Google has added a 'skills' feature to Gemini for Chrome that lets users save frequently used prompts and run them immediately on other pages.

Tech outlet TechRadar reported on April 20 that the feature is designed to reduce repetitive input in how people use artificial intelligence and to let prompts function like a tool inside the browser.

Users can open Gemini in Chrome, run a desired instruction once, and if the result is suitable, press the save button to store it as a skill. They can later recall saved tasks by typing '/' in the Gemini panel or through the skills menu. Typical uses include summarising webpages or comparing multiple tabs.

Google also released a default skills library so users do not have to create everything from scratch. The library includes templates for frequently used task prompts and can be added to, modified and reused as needed.

As a practical example, it presented a 'meal planner' skill that reorganises meal planning based on a recipe page. The skill expanded a single meal based on information from the page and arranged it in an infographic format. It grouped ingredients by item, simplified cooking steps and reorganised the overall process along a timeline.

It also introduced a way to compare multiple tabs at the same time. A 'gift concierge' skill first asked about the gift recipient and budget, organised preferences based on open tabs and then created a comparison table.

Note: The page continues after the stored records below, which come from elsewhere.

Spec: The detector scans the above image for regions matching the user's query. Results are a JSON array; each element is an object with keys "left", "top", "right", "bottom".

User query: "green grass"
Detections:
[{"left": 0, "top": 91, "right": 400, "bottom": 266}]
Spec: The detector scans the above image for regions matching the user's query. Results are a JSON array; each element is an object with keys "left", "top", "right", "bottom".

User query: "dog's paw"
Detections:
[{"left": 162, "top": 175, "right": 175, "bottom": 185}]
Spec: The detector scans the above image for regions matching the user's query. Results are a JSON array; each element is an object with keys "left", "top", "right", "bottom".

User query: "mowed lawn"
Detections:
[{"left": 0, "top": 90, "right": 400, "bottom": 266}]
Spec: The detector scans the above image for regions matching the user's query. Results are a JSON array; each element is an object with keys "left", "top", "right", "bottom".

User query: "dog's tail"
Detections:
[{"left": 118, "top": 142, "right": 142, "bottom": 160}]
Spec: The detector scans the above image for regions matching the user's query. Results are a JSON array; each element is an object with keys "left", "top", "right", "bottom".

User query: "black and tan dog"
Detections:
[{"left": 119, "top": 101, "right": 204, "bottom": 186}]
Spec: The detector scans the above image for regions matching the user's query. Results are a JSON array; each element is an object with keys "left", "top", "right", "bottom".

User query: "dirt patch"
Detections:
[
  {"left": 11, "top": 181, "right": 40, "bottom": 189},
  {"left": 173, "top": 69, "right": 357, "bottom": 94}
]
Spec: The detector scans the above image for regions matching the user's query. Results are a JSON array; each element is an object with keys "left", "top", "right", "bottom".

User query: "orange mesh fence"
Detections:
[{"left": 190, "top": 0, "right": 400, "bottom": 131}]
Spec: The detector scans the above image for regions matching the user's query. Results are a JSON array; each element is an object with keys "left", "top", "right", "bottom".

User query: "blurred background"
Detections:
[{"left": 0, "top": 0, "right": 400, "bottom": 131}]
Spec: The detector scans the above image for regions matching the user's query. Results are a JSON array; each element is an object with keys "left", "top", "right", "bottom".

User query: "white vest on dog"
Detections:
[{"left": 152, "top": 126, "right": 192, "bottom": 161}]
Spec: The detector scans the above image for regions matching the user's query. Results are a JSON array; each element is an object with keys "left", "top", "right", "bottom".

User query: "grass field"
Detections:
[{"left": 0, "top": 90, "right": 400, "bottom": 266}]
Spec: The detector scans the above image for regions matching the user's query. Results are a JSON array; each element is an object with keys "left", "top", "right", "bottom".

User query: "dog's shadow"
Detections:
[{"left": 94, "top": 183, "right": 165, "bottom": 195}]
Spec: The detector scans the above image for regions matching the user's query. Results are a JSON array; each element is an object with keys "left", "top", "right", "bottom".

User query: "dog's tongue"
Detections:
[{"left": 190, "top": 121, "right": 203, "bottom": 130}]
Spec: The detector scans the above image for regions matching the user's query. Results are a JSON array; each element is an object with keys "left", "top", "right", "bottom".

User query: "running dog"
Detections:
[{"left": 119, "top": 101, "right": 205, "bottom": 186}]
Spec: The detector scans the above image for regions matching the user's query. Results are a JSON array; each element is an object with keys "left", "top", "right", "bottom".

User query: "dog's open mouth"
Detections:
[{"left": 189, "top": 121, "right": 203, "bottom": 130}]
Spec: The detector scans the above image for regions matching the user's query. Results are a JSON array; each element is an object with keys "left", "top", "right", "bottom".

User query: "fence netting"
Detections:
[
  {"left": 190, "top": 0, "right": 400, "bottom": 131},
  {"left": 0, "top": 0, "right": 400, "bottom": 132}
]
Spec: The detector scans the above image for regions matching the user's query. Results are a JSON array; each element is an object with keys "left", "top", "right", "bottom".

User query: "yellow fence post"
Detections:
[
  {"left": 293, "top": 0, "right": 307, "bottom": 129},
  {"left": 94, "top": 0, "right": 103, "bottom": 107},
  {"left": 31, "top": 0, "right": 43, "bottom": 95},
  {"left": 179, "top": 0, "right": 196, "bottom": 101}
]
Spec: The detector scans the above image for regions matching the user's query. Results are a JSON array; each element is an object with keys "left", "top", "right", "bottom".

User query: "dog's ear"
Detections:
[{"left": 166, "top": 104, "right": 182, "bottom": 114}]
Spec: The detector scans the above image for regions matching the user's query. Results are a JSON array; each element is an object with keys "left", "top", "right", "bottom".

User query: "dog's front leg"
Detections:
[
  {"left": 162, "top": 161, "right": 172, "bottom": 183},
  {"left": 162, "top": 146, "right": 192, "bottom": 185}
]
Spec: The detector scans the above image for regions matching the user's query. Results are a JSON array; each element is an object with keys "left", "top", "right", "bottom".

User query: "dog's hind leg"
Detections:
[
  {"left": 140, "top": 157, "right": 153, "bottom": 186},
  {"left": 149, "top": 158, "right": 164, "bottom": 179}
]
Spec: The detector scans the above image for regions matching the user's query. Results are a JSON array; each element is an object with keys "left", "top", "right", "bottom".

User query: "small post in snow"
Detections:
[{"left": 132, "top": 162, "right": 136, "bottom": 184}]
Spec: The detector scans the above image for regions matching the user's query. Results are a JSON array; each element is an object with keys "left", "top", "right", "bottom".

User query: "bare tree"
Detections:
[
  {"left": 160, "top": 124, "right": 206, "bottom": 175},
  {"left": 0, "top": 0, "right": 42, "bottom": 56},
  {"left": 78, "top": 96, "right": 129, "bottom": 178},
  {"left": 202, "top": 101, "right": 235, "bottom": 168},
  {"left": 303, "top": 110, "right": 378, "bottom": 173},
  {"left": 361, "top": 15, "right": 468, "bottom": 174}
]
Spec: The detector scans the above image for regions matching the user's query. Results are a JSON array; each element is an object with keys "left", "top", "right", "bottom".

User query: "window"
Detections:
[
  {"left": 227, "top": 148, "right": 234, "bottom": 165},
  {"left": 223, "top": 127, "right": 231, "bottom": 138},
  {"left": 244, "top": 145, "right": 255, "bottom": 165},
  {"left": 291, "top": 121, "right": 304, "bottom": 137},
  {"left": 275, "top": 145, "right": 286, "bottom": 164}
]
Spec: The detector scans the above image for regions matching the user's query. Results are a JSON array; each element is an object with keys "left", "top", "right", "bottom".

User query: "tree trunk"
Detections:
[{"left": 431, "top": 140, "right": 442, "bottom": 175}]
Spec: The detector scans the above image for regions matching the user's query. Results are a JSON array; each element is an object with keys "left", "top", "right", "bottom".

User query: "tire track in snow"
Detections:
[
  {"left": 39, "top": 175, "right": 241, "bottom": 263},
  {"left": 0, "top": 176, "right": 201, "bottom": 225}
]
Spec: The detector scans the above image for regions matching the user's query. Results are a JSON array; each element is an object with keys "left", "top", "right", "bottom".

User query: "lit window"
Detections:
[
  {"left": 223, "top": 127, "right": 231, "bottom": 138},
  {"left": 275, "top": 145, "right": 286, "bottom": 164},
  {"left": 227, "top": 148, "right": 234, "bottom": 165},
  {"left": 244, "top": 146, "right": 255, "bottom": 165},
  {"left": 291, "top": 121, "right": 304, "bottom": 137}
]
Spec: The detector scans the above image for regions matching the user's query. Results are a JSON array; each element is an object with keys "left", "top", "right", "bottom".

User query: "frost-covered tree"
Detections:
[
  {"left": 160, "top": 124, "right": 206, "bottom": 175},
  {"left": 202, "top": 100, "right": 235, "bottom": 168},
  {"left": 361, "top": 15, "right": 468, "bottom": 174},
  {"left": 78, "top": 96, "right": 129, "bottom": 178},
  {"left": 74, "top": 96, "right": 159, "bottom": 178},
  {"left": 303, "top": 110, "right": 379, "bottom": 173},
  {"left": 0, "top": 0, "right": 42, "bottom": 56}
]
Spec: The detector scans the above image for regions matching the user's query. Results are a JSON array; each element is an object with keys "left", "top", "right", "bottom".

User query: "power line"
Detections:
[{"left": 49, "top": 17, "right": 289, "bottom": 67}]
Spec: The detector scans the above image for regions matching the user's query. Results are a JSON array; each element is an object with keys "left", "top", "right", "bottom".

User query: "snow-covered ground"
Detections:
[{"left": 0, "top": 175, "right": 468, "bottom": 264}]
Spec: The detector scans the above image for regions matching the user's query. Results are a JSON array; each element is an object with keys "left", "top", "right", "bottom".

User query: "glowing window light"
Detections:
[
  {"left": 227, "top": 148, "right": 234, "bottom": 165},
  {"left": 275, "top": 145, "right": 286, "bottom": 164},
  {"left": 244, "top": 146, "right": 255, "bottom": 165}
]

Gemini called this a 'taste read' and briefly summarised design tendencies and material preferences shown in the selected products. It then presented additional candidates in a table with similar price ranges to products already open, allowing users to compare price, materials and design differences in a single format.

Users can also create skills themselves, such as a 'comic explainer' that turns webpage content into a four-panel comic. After the user created the skill, Gemini automatically wrote the skill instructions based on the request. It then converted explanation-heavy content into a step-by-step visual narrative, reducing technical terms and reorganising it into a flow that was easier to follow at a glance. Some detailed context was reduced, however.

The feature aligns with a trend to expand Gemini from a one-off question-and-answer tool into a work assistant inside the browser. The shift becomes clearer when prompts are treated not as 'one-time instructions' but as if they are 'part of the browser'. Not every page is suitable for summarising, comparison or restructuring, and even well-designed skills can flatten content when applied broadly, which remains a limitation.

As a result, Gemini's 'skills' for Chrome is interpreted as an experiment that changes how AI is used inside the browser. If the structure of saving repetitive prompts and calling them up instantly becomes established, Gemini could expand its use beyond search assistance and into a tool involved across web browsing.